Ken & Tawinee

Kurt’s Blog: What I’ve Learned From Sons of Anarchy

I’m binge-watching in an effort to catch up before the finale.

I started in the middle of August, and here I am…end of October, and I’m almost halfway IMG_5195done through Season 6. It’s been a tremendous commitment…although, I must admit, I’m losing a bit of my excitement…as it’s feeling more like a “chore” to watch all these episodes. Getting a few days off in-between would make it feel fresher…but that would screw up my timeline.

Since I’ve started watching…I’ve transformed myself into a Jax/Opie hybrid…with just a touch of Chibs.

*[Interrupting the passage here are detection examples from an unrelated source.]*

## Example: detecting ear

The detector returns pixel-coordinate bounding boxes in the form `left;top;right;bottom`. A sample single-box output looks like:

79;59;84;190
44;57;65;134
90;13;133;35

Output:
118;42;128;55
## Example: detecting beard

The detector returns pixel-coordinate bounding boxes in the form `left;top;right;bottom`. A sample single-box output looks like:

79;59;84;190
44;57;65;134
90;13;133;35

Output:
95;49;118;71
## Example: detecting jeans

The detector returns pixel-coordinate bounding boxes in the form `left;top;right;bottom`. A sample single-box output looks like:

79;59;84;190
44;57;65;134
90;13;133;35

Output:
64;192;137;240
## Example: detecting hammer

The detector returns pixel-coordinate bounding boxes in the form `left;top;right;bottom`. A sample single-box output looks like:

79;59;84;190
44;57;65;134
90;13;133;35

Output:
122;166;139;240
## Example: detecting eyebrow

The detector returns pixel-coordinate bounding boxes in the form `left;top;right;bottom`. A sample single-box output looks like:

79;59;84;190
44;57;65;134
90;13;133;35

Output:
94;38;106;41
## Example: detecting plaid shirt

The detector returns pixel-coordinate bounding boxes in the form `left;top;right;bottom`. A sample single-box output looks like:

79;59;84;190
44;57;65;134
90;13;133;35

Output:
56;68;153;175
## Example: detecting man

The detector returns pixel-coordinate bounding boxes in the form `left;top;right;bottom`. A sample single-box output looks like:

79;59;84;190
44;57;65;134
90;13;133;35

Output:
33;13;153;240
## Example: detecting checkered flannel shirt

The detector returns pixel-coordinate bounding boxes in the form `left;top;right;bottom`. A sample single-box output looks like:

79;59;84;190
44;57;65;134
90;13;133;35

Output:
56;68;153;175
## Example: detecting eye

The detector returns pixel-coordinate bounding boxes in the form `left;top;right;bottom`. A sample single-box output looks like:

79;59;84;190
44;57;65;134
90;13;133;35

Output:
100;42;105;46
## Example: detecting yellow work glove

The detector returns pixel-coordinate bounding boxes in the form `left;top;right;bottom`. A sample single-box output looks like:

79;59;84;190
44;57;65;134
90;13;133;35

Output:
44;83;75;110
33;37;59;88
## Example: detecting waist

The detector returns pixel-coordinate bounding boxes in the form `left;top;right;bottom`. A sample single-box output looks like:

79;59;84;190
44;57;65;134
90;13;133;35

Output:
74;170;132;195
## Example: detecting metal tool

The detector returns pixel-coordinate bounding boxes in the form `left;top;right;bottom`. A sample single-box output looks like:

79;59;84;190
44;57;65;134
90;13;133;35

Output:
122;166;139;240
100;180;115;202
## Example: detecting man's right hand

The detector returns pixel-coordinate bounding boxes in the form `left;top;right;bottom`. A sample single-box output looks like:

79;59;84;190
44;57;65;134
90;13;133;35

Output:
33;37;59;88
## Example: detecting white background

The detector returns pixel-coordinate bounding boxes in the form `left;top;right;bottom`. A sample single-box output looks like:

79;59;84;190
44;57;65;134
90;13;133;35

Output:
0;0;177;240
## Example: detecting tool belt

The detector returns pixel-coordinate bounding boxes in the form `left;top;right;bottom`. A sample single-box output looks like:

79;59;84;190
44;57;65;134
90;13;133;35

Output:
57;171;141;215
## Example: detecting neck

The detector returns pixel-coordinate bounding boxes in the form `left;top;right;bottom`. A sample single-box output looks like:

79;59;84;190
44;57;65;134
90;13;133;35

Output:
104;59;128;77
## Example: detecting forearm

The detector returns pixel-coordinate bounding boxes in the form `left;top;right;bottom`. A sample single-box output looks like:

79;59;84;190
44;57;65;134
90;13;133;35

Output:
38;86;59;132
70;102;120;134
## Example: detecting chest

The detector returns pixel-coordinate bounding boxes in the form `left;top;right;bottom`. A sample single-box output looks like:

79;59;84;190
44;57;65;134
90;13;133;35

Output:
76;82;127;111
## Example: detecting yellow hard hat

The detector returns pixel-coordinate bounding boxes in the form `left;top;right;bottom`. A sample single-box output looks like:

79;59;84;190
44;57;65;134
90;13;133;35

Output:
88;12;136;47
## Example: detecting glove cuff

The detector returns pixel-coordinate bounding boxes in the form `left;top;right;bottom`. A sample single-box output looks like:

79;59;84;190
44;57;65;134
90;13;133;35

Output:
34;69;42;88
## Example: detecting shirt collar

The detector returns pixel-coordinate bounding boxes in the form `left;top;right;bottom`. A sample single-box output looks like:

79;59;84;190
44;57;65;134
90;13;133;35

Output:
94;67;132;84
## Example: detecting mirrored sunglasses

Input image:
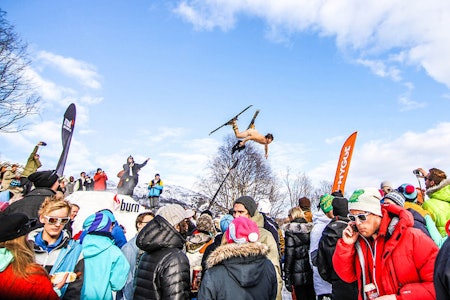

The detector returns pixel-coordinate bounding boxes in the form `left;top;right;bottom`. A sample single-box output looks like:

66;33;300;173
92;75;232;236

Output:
347;213;370;222
44;216;70;225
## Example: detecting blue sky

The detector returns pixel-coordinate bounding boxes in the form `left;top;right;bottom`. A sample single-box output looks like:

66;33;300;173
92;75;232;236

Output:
0;0;450;196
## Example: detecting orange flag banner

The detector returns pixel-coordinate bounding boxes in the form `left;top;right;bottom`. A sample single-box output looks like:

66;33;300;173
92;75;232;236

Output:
331;131;358;194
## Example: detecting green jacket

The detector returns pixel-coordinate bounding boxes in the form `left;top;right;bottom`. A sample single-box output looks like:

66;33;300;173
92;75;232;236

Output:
22;146;42;177
422;179;450;237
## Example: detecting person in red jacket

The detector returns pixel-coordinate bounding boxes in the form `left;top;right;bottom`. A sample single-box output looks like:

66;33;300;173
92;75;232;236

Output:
94;168;108;191
333;188;439;300
0;213;59;300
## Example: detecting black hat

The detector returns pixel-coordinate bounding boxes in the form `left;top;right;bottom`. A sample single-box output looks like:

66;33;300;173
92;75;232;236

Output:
0;213;38;242
28;170;59;188
331;197;348;217
234;196;258;217
298;197;311;210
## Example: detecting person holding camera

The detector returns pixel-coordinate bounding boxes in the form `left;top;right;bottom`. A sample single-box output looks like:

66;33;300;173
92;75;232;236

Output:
333;187;439;300
94;168;108;191
415;168;450;237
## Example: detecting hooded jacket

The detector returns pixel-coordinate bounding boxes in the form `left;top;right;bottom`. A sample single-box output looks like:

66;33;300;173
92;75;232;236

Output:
82;232;130;299
309;209;331;295
252;211;283;300
134;215;190;300
333;204;438;300
0;248;59;300
317;216;358;300
284;218;313;286
422;179;450;237
3;188;56;223
197;243;277;300
28;228;85;299
21;146;42;177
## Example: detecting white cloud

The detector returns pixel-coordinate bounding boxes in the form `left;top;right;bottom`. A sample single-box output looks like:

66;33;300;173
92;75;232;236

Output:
308;123;450;197
175;0;450;87
325;135;345;145
37;51;101;90
398;82;426;111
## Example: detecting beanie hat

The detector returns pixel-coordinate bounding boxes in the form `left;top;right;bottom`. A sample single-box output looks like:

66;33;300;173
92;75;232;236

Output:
0;213;38;242
298;197;311;210
234;196;257;217
319;194;334;213
220;215;233;232
98;208;116;223
28;170;59;188
332;197;348;217
348;187;383;217
156;204;194;226
445;220;450;237
258;199;272;214
384;190;405;207
83;212;112;234
397;183;417;202
225;217;259;244
197;214;215;233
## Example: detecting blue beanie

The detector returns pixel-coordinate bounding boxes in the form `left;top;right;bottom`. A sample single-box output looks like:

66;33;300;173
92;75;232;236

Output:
83;212;112;233
220;215;234;232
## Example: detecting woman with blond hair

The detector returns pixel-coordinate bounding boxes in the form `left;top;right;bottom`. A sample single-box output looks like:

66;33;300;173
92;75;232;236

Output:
28;196;84;299
0;213;58;300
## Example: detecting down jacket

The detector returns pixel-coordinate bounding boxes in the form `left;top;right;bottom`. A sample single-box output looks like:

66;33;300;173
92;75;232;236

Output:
284;219;313;286
134;215;190;300
197;243;277;300
333;204;439;300
317;216;358;300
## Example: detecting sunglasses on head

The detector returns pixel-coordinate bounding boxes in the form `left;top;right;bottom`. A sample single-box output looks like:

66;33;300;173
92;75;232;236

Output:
44;216;70;225
347;213;370;222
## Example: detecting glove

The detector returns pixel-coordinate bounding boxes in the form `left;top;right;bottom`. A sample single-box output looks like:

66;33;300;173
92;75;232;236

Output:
285;281;292;293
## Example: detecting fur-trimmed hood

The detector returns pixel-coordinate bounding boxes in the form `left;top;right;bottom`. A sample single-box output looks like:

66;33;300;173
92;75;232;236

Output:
136;215;186;253
426;178;450;202
206;242;269;269
283;221;314;234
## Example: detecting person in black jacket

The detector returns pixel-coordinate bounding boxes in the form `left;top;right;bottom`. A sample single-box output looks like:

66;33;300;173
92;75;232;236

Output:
197;217;278;300
283;206;316;300
118;155;150;196
133;204;192;300
433;220;450;300
317;192;358;300
0;170;59;226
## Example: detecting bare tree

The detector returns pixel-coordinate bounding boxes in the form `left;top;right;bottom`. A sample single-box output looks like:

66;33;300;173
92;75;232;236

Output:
199;135;281;217
0;9;40;132
310;180;333;206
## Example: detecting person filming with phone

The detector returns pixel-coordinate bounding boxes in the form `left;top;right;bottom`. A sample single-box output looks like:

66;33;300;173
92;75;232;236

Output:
333;188;439;300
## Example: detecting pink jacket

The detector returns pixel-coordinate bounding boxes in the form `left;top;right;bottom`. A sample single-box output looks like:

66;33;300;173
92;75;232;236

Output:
333;204;439;300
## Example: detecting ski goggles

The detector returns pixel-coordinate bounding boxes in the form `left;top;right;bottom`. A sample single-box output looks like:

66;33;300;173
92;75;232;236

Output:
44;216;70;225
347;213;370;222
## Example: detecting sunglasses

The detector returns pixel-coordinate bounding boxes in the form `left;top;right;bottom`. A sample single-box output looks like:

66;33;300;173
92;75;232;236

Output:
347;213;370;222
44;216;70;225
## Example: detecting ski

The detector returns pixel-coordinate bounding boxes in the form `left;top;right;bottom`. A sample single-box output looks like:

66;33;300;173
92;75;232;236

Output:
231;140;245;155
209;105;253;135
247;109;259;129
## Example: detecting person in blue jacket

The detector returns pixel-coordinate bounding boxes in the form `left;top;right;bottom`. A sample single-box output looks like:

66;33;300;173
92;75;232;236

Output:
80;212;130;300
147;174;164;209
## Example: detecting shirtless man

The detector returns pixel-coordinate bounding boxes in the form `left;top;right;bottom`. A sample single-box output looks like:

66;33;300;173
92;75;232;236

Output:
229;119;273;159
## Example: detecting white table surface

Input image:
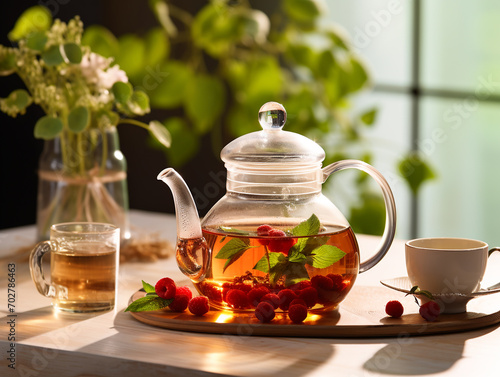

See….this is how I’m dressing nearly every day…flannels are back in my life…and stocking caps.

 

 

Behold my Halloween photo…

IMG_5078

I am SAMCRO.

Okay…maybe not…because here’s why I would make a terrible member of the Sons of Anarchy:

1) I’ve never ridden a motorcycle….seems essential to being part of a motorcycle club.

2) I’m not a fan of guns…so running guns would be something I would prefer not to do.

3) Never shot a gun…never killed a man…I don’t think I’d ever earn my “Men of Mayhem” patch. Tig would just stare at me and say “What is a matter with you?”…but Tig, really, what’s a matter with you?

4) I’m still not sure what “SAMCRO” stands for. Without Googling, I’m guessing Sons of Anarchy Motorcycle Club R…something O. No idea.

5) I can’t drink as much as I used to.

6) I’d have too much remorse for ruining people’s lives.

7) My wife prefers not to be referred to as “My Old Lady”…this I don’t understand (I’m totally kidding, I fully understand).

8) I can’t grow my hair out anymore.

9) I’m facially hair challenged. My goatee never fully connects on the right side.

10) I’m not a fan of confrontation.

11) I never enjoy meetings…but I do like the idea of having a big oak table with a reaper in the middle.

12) I consistently bow to authority. If the police say “Stop”…I would stop…not rev up my bike (which I don’t know how to drive) to 90 and out-run them (oh, and maybe shoot at them).

13) If I carried a big knife like they did, I would accidentally stab myself all the time.

14) I can’t tell if I would look tough with a leather cut…or incredibly lame.

15) I’ve never been in a real fight…but I know I would suck at it. Seems like everyone would able to kick my butt.

16) Oh, I’d be a rat…no doubt. I’d cave in a heartbeat. I’d never be able to be like Otto. This is all it would take “You know what we’re going to do to you?” That’s it…I’d spill my guts.

So…in conclusion…I can dress the part…can’t look the part really…overall, can’t be the part…I need to buy a motorcycle. That seems like a purchase that I should run past my wife first.